Bug #21154	The management server consumes too much CPU
Submitted:	19 Jul 2006 15:20	Modified:	3 Oct 2006 16:52
Reporter:	Lars Torstensson	Email Updates:
Status:	Duplicate	Impact on me:	None
Category:	MySQL Cluster: Cluster (NDB) storage engine	Severity:	S2 (Serious)
Version:	5.0.24	OS:	Linux (Redhat Linux 2.6.9-34.ELsmp #1 )
Assigned to:	Assigned Account	CPU Architecture:	Any

Description:
We have a 6 node 3 replicas cluster.

If I stop one of the 6 data nodes the cpu time on the management server (ndb_mgmd) goes to 99.9%. If I restar the data node the cpu time for the ndb_mgmd returns to normal (0.5%).

This bug reminds of 13987

 

How to repeat:
Stop one of the 6 data nodes

Changing to Cluster Catergory.

This is notoriously hard to reproduce and seems to never want to occur when we test it.

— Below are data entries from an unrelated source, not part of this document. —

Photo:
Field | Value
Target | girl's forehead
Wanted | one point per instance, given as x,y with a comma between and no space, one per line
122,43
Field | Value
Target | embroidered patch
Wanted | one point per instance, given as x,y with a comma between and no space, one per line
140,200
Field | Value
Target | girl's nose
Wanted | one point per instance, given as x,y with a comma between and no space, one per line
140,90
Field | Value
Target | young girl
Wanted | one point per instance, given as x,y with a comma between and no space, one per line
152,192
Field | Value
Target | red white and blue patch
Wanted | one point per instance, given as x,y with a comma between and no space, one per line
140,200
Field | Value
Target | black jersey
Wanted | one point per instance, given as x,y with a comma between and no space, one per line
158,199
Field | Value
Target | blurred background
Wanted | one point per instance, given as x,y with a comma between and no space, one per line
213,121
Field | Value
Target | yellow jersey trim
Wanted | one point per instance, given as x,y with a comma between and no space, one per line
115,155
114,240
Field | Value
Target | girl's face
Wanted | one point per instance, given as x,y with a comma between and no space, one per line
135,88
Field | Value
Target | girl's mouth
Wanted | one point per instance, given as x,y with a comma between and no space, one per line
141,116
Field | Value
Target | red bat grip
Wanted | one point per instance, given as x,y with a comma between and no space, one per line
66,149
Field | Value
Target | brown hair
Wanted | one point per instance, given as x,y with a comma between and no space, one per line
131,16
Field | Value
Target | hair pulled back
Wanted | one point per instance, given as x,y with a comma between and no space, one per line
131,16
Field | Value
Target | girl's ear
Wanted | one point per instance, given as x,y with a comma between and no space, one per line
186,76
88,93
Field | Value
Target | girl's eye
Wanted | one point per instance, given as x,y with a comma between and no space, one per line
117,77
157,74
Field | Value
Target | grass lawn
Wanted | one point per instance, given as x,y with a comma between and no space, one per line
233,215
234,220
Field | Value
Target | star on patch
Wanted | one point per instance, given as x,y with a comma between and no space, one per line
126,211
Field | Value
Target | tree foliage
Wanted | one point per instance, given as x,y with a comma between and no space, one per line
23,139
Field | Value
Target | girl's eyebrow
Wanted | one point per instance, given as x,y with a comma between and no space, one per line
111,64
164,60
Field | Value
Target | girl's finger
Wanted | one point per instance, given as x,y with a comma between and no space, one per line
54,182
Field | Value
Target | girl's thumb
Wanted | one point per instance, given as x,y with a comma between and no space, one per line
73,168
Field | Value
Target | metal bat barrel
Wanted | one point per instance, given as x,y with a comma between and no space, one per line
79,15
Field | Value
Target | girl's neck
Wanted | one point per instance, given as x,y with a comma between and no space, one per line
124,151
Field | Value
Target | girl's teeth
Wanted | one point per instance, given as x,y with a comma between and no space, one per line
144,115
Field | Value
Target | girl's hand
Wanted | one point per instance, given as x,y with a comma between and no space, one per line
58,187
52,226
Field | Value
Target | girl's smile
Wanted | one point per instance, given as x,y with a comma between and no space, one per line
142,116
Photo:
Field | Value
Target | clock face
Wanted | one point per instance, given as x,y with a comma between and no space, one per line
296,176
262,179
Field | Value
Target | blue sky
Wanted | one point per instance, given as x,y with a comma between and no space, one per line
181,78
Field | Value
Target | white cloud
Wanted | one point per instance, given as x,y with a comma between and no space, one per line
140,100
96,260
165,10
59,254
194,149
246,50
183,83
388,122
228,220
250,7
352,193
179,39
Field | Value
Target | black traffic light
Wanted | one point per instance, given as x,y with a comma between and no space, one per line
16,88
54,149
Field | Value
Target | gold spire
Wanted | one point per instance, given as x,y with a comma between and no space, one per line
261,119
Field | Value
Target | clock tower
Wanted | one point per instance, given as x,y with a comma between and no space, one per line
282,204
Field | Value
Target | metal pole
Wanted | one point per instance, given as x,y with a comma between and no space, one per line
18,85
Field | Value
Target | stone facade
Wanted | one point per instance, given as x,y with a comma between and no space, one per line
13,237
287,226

In BUG#13987, we fixed two problems that could cause higher CPU usage in ndb_mgmd. However, there's obviously another one (as mentioned in support issue, this was reproducable with 5.0.24, after these fixes).

So, i'd like to get a really clear picture of the exact setup that you can reproduce this with - including how many ndb_mgm clients connected, what commands issued etc.

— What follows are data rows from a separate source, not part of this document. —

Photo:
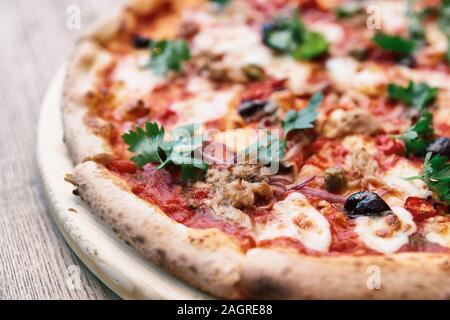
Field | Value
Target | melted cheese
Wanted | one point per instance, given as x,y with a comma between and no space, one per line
392,15
241,45
296,218
238,139
204,107
358,142
331,31
296,72
135,80
377,234
342,71
395,178
347,73
437,230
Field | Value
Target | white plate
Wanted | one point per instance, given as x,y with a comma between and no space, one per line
120,267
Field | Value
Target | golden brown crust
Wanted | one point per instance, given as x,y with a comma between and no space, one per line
82,141
294,276
207,259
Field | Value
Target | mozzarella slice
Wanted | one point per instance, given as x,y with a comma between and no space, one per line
238,139
437,230
241,45
396,178
135,81
297,73
203,107
342,71
331,31
392,15
387,234
296,218
347,73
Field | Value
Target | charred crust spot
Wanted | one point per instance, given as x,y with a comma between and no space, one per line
139,239
193,269
161,254
265,288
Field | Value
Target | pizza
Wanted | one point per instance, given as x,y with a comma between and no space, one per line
271,148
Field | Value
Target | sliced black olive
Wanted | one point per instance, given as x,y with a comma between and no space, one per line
140,42
249,108
440,146
365,203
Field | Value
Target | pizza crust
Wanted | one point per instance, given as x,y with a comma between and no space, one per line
88,58
206,258
209,259
294,276
81,140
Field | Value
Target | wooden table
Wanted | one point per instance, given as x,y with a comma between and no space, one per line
35,262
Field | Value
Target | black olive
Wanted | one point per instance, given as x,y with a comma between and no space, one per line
140,42
440,146
365,203
249,108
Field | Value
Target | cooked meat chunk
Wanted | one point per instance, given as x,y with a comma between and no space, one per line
362,169
240,186
341,123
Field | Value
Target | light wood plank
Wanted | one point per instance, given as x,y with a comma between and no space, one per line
33,255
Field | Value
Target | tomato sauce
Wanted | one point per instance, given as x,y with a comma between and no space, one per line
165,190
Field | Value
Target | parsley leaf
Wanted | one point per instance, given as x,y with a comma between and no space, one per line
149,146
314,44
444,24
267,150
290,36
304,118
418,95
168,55
419,136
415,25
436,174
394,44
145,144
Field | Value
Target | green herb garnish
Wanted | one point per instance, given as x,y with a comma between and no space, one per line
419,136
436,174
418,95
168,55
349,10
290,36
266,151
149,146
415,25
395,44
303,119
444,24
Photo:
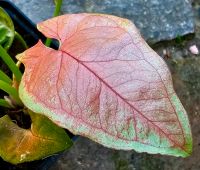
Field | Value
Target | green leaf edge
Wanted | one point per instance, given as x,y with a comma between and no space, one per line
67,122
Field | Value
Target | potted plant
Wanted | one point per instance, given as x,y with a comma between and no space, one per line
103,82
17,34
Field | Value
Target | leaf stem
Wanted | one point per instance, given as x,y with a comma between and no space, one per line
11,91
4,103
10,63
56,13
5,78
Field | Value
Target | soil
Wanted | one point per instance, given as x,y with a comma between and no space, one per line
185,68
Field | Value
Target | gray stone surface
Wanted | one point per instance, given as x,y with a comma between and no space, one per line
156,19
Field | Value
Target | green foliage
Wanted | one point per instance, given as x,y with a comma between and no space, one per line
17,144
44,138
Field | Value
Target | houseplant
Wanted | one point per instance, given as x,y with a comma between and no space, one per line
28,37
104,82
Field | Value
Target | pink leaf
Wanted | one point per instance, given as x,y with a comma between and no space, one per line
107,84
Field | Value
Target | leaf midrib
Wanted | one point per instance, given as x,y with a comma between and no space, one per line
123,99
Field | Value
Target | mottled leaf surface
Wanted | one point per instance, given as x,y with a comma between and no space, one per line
7,32
18,145
107,84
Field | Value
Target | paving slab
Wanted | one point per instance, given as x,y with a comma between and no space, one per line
157,20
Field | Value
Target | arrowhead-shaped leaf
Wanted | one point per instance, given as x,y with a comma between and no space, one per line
107,84
6,29
19,145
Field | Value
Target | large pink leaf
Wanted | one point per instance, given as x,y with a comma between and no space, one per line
107,84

Hopefully we can get this reproduced in the lab, otherwise, hopefully we'll be able to arrange some remote debugging setup to help us pinpoint the problem.

As I mentioned we have a 6 node 3 replicas cluster on RedHat Linux. Currently configured with 2 mgm-servers (only one is started). The data nodes are on "Linux 2.6.9-34.ELsmp #1 SMP" 64bit kernel and the started mgm-server has "Linux 2.6.9-34.ELsmp #1 SMP" 32bit kernel.

changing to In Progress a while after it's actually been "in progress".

I believe I have a fix, as well as a method to reproduce. Going to write test to double check.

I have been able to reproduce some form of this bug locally now too.

Although I'm not sure how this makes sense with the usage returning to normal when the node rejoins the cluster.... perhaps some TCP stack fun in there.

I have a fix, a test, and patch.

Attached to BUG#13987 as this is technically a duplicate of it.